Ciro parcourait ces rues romaines, essayant, presque inconsciemment, de se distancier du ministère. Il fantasmait. De Fausto Coppi, des vélos, des actes héroïques, des complots, du divorce. De son rêve d’aider Fausto, avec un saut dans l’histoire, et peut-être de trouver une femme pour l’accompagner lui-même. A présent, il travaillait également. Le travail. Il avait grandi, un homme, plus un garçon. Cette pensée est passée de Ciro au Dr. Amendola. Le Dr. Amendola a d’abord considéré que le travail était le fondement de la République, conformément à l’art. 1 Constitution Il pensait alors que le travail était un tournant dans la vie. Ceux qui travaillent n’étudient plus : ils sont devenus adultes. Il s’est rendu compte qu’être conseiller ministériel, même s’il était encore en probation, était un bon choix. Il devait trouver une petite amie convenable et régler cette loi sur le divorce.
Le Dr. Amendola s’assombrit dans ses pensées solitaires. Il voulait retourner au ministère, étant seul avec ses pensées. Le docteur a encore gagné.

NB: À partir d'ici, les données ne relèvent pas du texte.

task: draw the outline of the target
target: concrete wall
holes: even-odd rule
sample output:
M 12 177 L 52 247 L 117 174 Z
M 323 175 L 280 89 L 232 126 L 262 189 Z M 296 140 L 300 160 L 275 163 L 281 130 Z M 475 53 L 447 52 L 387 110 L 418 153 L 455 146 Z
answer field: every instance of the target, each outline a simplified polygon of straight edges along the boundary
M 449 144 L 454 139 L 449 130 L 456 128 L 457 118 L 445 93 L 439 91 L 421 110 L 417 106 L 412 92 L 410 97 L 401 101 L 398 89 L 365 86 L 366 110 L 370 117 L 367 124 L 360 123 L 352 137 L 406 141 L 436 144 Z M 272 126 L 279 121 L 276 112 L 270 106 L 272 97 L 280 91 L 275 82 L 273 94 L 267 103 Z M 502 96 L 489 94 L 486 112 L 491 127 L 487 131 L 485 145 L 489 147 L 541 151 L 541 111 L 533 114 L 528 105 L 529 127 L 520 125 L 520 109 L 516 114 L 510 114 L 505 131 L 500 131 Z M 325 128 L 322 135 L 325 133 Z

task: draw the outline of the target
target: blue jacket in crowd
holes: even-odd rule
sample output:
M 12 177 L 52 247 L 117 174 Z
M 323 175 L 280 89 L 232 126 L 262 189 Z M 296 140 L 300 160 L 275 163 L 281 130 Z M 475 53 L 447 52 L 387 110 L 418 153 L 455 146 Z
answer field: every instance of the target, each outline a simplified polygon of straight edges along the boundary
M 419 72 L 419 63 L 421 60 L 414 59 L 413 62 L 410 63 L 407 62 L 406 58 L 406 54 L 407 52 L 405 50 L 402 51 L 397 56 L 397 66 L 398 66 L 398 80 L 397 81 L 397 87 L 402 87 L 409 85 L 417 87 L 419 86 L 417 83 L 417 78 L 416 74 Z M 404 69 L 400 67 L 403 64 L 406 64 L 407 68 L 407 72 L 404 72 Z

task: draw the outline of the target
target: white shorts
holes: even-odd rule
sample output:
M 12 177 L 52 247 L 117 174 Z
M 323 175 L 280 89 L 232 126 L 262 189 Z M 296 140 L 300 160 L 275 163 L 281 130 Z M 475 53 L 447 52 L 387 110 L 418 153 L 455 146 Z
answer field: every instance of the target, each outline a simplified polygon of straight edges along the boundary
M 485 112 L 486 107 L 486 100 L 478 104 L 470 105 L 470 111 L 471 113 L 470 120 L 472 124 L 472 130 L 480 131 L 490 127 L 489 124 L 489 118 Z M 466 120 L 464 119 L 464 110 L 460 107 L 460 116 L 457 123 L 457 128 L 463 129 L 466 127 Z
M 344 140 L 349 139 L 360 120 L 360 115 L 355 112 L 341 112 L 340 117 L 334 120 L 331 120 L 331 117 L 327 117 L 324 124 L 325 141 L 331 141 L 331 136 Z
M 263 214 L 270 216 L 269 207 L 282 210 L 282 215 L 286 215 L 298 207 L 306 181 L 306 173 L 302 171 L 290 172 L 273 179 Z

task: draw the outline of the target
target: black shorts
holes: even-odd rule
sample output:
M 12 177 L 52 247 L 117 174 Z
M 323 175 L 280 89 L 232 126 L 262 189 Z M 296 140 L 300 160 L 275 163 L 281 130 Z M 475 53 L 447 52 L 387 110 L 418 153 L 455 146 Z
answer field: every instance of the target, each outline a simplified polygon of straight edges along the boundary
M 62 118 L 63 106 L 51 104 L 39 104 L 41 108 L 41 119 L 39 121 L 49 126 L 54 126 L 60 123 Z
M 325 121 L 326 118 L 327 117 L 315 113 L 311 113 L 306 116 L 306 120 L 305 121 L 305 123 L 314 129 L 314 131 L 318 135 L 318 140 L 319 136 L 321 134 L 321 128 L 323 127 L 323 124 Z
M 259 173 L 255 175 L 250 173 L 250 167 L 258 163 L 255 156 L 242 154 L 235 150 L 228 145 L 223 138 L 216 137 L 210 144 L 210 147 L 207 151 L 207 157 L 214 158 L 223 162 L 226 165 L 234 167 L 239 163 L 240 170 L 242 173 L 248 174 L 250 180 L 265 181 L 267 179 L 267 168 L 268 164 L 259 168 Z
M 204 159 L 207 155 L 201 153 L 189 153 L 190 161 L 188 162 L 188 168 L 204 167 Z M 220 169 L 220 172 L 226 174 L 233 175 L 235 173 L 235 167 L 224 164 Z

Amendola, avec sa rigueur inébranlable. Et il recommença à marcher vers le ministère. Avec son allure martiale, tel un général à la parade. Mais sans émotions, sans ressenti. Uniquement en classant les pensées, comme un entomologiste classe la morphologie des squelettes d’insectes. Se perdre dans les moindres détails inutiles, sans considérer l’ensemble. Sans considérer que l’ordre inévident est plus puissant que l’ordre évident, comme Héraclite l’avait déjà pressenti.
Le Dr. Amendola était si pensif qu’il ne remarqua même pas ces deux hommes qui marchaient avec enthousiasme devant lui. Deux hommes austères et autoritaires. Entouré d’une escouade de policiers en civil. Parce que ces deux messieurs n’étaient autres que l’un des plus grands notables de la démocratie chrétienne, Mariano Rumor, qui jusqu’à quelques mois auparavant était président du Conseil, et Oronzo Reale, un grand républicain, qui à cette époque était également ministre de la Grâce. et Justice. C’est-à-dire le patron du patron du patron du médecin. Amendola. S’il avait été moins absorbé par ses petites et grandes pensées, le Dr. Amendola aurait été très surpris de voir que ces deux hommes parlaient sans cesse des mêmes choses auxquelles il pensait. Non, ils n’ont pas parlé de Fausto Coppi ou de possibles petites amies. Ils parlaient de la loi sur le divorce, qui en était désormais à sa phase finale. Et cela a créé une grande agitation dans le pays et parmi les gros bonnets politiques. Une obsession. Et incroyablement, même pour le Dr. La loi Amendola sur le divorce était une sorte d’obsession. Non seulement pour la passion de Fausto Coppi, mais pour un événement familial important, si important qu’il a convaincu Ciro de faire son mémoire sur le divorce, également pour résoudre un problème familial. Parce que depuis qu’il était enfant, il ne comprenait pas que le divorce, le divorce sacro-saint, la manière d’être libre si les choses n’allaient pas bien dans la famille, n’existait pas en Italie. Celui du Dr. Amendola, si l’on y réfléchit, avait jusque-là été une vie basée sur le divorce. Ou plutôt sur son bureau.